Dit zijn ernstige feiten, waaraan slechts een einde is gekomen doordat een vriendin van het slachtoffer naar de schoolleiding is gestapt. De verdachte heeft met zijn handelen inbreuk gemaakt op de lichamelijke integriteit van het slachtoffer. Dergelijk gedrag kan de normale seksuele en persoonlijke ontwikkeling van een minderjarige ernstig schaden. Het slachtoffer kan daarvan nog lang psychische klachten ondervinden.
De verdachte heeft verschillende malen benadrukt dat het initiatief voor het plegen van de ontuchtige handelingen van het slachtoffer zou zijn uitgegaan. Zelfs als dit zo is geweest, dan neemt dit het strafwaardige van de bewezen verklaarde feiten niet weg. Er was sprake van een leeftijdsverschil van ruim 35 jaar en van een afhankelijkheidsrelatie. De verdachte wist bovendien dat het slachtoffer een kwetsbare leerlinge was. Hij is op een gegeven moment zelf, actief, persoonlijker contact met haar gaan zoeken dan binnen een leerling-mentor-relatie gepast is. Wat er ook zij van het aandeel van het slachtoffer hierin, de verdachte had als volwassene – en al helemaal als mentor – verstandiger moeten zijn en zodra de gesprekken een seksuele lading kregen, dit een halt toe moeten roepen.
Strafblad
De rechtbank heeft acht geslagen op het strafblad van de verdachte van 8 januari 2021 waaruit blijkt dat de verdachte niet eerder met politie en justitie in aanraking is geweest.
Persoon van de verdachte
De rechtbank heeft acht geslagen op een Pro Justitia rapport van psycholoog drs. J.P.M. van der Leeuw van 29 oktober 2020. De psycholoog concludeert dat er bij de verdachte op zijn minst sprake is van narcistische persoonlijkheidstrekken en dat er aanwijzingen zijn voor intellectuele beperkingen. Vanuit zijn narcistische persoonlijkheidstoerusting wil de verdachte graag groots zijn.
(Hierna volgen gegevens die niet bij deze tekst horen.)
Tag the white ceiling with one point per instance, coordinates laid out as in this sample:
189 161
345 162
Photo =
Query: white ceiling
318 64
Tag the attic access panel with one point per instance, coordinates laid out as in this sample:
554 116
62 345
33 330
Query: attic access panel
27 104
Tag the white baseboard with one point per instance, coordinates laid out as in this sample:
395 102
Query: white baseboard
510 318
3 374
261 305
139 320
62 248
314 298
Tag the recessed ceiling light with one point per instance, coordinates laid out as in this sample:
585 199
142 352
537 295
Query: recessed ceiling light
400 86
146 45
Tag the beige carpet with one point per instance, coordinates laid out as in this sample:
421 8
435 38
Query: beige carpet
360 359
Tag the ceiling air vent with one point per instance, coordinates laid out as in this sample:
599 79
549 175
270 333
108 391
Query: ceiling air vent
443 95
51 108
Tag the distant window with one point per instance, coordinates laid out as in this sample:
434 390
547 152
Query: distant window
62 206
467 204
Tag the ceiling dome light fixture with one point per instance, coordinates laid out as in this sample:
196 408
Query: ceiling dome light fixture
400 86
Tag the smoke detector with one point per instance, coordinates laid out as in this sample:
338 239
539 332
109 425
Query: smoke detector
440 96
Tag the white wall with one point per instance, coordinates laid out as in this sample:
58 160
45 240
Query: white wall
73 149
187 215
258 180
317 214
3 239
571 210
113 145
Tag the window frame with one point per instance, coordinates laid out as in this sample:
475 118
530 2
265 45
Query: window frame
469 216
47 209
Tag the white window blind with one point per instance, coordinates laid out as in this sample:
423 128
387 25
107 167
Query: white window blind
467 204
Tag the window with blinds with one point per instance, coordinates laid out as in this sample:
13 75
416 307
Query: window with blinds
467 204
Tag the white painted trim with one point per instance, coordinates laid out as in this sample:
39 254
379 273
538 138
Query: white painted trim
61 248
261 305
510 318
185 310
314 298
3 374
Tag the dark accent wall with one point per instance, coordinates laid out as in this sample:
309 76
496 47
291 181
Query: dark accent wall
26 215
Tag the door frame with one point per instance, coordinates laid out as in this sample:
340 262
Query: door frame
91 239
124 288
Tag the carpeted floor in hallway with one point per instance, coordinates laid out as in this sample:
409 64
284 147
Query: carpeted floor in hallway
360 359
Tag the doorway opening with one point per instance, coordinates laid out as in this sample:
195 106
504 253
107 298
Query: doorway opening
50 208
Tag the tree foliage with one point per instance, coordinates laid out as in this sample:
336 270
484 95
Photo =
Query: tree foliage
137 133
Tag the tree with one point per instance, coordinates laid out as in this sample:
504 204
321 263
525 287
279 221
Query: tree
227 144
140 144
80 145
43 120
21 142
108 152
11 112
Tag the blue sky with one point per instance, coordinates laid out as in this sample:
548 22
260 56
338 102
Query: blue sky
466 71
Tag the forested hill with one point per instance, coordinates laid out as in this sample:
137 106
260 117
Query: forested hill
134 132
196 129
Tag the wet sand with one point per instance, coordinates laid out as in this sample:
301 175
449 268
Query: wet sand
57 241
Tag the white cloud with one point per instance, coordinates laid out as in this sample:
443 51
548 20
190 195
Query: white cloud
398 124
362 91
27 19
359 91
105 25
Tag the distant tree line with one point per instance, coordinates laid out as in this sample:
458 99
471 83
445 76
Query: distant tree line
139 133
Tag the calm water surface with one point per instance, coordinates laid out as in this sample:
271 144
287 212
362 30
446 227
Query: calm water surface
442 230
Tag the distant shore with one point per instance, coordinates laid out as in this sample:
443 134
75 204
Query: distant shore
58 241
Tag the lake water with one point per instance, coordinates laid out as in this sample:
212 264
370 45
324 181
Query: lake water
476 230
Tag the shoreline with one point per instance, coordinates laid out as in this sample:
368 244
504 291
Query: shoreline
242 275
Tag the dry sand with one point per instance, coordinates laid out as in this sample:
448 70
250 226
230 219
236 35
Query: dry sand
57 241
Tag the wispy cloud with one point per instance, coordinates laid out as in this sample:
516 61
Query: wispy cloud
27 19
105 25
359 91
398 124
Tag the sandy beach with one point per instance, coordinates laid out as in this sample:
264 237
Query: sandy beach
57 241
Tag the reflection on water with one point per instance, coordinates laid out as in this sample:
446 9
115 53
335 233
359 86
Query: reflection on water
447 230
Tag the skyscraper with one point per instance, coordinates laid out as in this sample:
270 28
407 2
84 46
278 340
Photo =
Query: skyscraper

In zijn mentoraatfunctie naar het slachtoffer vertaalde dit narcistische motief zich naar een zelfbenoemde reddersrol waarbij eigen strevingen, inclusief de seksuele opwellingen, vanuit egocentrische en zelfgenoegzame overwegingen zich ongeremd konden manifesteren. Dit proces werd verder gefaciliteerd door enige beperkingen bij de verdachte in (zelf)kritiek en oordeelsvermogen. Daardoor heeft de verdachte niet in volledige vrijheid over zijn wil kunnen beschikken en overeenkomstig kunnen handelen. Geadviseerd wordt om de verdachte het ten laste gelegde in een verminderde mate toe te rekenen. Volgens de psycholoog is klinisch de inschatting dat het recidiverisico hoog is omdat de narcistische dynamiek en de intellectuele beperking tezamen een belangrijk aandeel hebben gevormd in de totstandkoming van het ten laste gelegde. Beide elementen zijn vanwege hun aard moeilijk te behandelen, waardoor deze als grondstof kunnen dienen voor herhaling van soortgelijke feiten als het ten laste gelegde, aldus de psycholoog.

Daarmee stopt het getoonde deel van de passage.